[Mailman-Users] big lists, big messages

Sun May 13 07:43:14 CEST 2001

On Sat, 12 May 2001 19:20:21 -0700 (PDT) 
tib  <tib at tigerknight.org> wrote:

> To take another approach, mail out a link to the newsletter rather
> than the ENTIRE newsletter to each person. Do the math; if you're
> mailing out a letter that's 30k, to 10,000 users. that's gonna be
> 300 megs of data that's getting pumped through your system...

Your math is off as it ignores RCPT-TO envelope size.

> ... on a weekly basis, with each one having a possiblity of
> becoming corrupt or having other failures in transfer.

1) If your messages are getting corrupted, AT ALL, you have far more
serious problems than how fast your system is able to deliver a list
broadcast.  Something is fundamentally broken and that needs to be
fixed, now, before you start worrying about much else.

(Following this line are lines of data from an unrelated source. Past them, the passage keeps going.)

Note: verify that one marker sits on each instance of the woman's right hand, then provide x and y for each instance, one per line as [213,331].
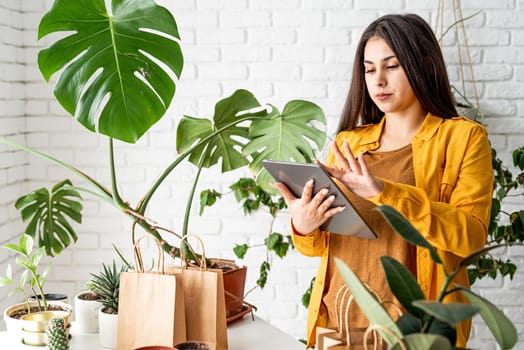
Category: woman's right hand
[309,211]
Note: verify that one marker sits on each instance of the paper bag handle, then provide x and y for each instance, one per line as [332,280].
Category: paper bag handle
[137,255]
[203,262]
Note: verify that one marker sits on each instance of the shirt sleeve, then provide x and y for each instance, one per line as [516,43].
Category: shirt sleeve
[458,221]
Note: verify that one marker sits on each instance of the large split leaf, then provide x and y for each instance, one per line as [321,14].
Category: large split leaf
[285,136]
[225,145]
[49,216]
[119,69]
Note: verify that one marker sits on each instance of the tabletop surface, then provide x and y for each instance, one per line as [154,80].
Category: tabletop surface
[244,334]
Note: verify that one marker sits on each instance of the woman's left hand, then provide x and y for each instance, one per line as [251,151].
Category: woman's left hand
[353,172]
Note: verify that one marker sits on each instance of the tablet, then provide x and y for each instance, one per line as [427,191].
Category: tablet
[295,175]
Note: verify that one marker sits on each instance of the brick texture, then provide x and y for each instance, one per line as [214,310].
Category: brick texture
[280,50]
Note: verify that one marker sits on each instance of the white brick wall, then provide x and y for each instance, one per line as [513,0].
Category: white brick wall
[279,50]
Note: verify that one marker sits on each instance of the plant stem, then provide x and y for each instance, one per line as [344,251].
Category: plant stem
[114,186]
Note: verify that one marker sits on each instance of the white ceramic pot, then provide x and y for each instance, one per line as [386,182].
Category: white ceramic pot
[86,314]
[107,326]
[14,325]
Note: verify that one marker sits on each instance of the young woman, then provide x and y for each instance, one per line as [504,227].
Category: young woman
[400,143]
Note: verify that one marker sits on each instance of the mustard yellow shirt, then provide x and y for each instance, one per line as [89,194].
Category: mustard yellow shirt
[449,205]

2) Transfer failures given a good MTA and reasonable choice of RCPT
TO bundle size should cause minimal problem in delivery rates for
the list broadcast.  Empirical testing here, for my admittedly very
atypical membership/domain distribution suggests that between 5 and
25 is my sweet spot under Postfix.  Chuq IIRC has found for his
locad under Sendmail that somewhere in the 30 range is his sweet
pot.  Vour mileage will vary.

3) If delivery failures are clogging your MTA queue and are
noticably slowing delivery rates, you need to start thinking about
reviewing your MTA configuration or using a different and more
intelligent MTA.

> What about turning the newsletter into a webarticle that you post
> on the net somewhere and send out just the link to all those 10k
> subscribers. First of all it'll cut your data output through the
> mailserver IMMENSELY, a 1k message that goes out rather than 30k
> will only end up being 10 megs rather than 300. 

Actually, list servers are generically disk IO bound with the
primary factor in the disk IO being open/close/unlink time not
read/write time.

> Second, the time it takes to SEND that batch of messages will be
> drasticly reduced. And last, if you have to make any changes to
> the message or find a critical editing error AFTER it's out, you
> can correct it in one place (the single web page) rather than
> having to mail out an error correction message to those 10k people
> all over again.

This assumes of course that the audience has web access, and in
particular has web access at the time and on the device they would
normally read the messages.  

  Example : It wouldn't work for me reading on the train on my
  laptop.

> Downside? 

You cut off a potentially significant percentage of your audience.

You make third part archiving and disconnected analysis and review
of your material more difficult.

You make automated processing of your content (ie email driven
automation systems) much more difficult.

You turn a low bandwidth, disconnected, permanent operation (to the
user, the mail arrives asynchronously with his other operations),
into a high bandwidth connected operation which is explicitly
transitory (close the browser and its gone).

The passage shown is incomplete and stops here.